The firm said it walked away with “a clearer view of the prospect for topline re-acceleration,” driven in large part by strategic price increases and bundled offerings.

While list price increases on the Enterprise and Unlimited tiers of Sales and Service Cloud are expected to contribute “modest tailwinds” of 60 basis points and 50 basis points to fiscal 2027 and 2028 subscription revenue growth, Morgan Stanley sees a bigger opportunity in customer upgrades.

“The increased list prices going into effect in August 2025 represent a strategic effort, meant to push adoption of Premium tiers given incremental bundled value,” the analysts noted.

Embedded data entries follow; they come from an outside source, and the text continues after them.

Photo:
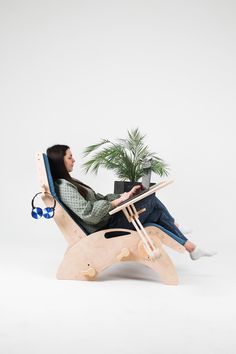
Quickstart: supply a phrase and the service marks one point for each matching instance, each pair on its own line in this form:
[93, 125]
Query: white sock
[198, 252]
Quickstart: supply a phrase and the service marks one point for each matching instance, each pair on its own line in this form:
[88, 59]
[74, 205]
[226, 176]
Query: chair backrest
[66, 220]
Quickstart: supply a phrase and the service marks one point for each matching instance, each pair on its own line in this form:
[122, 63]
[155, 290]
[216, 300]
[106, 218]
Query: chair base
[92, 254]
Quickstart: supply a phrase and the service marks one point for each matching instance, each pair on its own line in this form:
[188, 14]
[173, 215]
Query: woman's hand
[135, 190]
[126, 195]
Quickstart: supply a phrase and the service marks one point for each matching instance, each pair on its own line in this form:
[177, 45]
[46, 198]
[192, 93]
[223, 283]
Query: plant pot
[125, 186]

Using Sales Cloud as a benchmark, the bank estimates that customers can achieve ~70% cost savings when adopting Unlimited Edition bundles versus standalone features, and over 100% cost savings with the Agentforce 1 tier versus Unlimited on a like-for-like basis.

Morgan Stanley believes these price moves will incentivize large customers to migrate to higher-tier plans, particularly as those bundles include high-value tools like Data Cloud and Agentforce.

“Valuation remains undemanding,” the analysts added, with Salesforce trading at ~17x EV/2026 FCF versus a ~33x average for large-cap peers. They concluded: “Innovative Pricing/Packaging strategies driving upgrade activity should prove a compelling catalyst for inflecting growth higher.”